- Developer(s): Dropmysite Pte. Ltd. and Dropsuite Limited
- Initial release: March 2012
- Written in: Ruby on Rails
- Available in: English, Portuguese, Japanese, Vietnamese, Dutch, French, Spanish, Japanese
- Type: Online backup service
- Website: dropmyemail.com

= Dropmyemail =

E-mail backup service

Dropmyemail is a cloud-based e-mail backup service owned by Dropmysite. It allows users to automatically backup their e-mails with the ability to view, migrate or restore them via web browser.

== Overview ==
Dropmyemail was conceived by John Fearon. The site was launched in March 2012 at Demo Asia, a conference for emerging technology, in Singapore.

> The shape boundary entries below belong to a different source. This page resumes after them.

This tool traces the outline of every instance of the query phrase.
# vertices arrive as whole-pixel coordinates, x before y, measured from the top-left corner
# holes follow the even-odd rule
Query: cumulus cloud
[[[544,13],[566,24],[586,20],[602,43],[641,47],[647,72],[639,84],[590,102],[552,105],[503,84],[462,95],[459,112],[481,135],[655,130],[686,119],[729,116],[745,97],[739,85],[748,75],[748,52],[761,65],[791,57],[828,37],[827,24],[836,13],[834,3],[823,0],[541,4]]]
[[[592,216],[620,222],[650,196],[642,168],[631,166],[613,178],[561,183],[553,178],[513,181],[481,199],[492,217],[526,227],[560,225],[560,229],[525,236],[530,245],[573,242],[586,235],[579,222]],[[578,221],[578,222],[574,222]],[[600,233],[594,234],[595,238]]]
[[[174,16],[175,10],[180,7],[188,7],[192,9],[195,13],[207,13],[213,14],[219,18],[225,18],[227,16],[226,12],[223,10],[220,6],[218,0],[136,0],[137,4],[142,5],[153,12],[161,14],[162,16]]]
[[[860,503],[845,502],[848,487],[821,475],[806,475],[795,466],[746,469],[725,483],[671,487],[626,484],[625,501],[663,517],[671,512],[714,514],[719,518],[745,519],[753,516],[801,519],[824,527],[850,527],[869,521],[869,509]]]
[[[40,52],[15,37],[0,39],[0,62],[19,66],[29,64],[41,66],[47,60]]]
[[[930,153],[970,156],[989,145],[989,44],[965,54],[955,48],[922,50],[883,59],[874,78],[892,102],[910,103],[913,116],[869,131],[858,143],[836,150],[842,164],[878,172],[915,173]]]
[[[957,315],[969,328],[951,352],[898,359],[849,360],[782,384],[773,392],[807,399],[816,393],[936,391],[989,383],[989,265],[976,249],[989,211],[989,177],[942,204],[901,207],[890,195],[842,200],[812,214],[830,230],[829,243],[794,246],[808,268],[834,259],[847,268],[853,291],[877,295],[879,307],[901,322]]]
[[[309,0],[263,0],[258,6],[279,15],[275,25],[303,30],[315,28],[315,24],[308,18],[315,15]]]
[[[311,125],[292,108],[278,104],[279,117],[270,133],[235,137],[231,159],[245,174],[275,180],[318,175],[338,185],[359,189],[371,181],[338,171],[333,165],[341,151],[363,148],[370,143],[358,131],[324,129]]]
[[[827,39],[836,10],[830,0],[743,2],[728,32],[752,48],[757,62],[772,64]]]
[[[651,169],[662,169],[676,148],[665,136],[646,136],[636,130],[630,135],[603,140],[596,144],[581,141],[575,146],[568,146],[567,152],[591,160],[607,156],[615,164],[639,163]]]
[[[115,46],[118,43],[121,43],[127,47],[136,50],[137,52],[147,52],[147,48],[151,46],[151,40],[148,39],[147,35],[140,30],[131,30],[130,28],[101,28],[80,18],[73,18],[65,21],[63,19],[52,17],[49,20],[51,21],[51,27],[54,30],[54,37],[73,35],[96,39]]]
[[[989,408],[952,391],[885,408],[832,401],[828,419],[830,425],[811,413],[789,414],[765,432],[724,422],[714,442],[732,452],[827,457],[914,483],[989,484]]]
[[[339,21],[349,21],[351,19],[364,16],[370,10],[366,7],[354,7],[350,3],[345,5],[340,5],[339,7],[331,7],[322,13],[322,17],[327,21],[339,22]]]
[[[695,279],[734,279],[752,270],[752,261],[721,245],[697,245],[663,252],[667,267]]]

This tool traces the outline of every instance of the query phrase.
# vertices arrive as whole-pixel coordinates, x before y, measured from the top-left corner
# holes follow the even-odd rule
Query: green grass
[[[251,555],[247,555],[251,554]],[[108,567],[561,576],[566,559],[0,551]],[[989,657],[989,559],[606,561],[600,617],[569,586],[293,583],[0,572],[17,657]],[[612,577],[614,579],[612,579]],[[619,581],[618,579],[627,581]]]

Dropmyemail's backend is written in Ruby on Rails and hosted on Amazon Web Services' Cloud Infrastructure. It supports e-mail platforms such as Gmail, Hotmail and Yahoo, and it can also be used with other services via IMAP or POP settings.

== Business model ==
On November 21, 2012, Dropmyemail introduced business plans for SoHO and SMB based on per e-mail mailbox pricing. It also changed from a Freemium business model to a 15-day Free Trial model.

The company introduced an affiliate program on December 13, 2012. This allows others to resell Dropmyemail's service.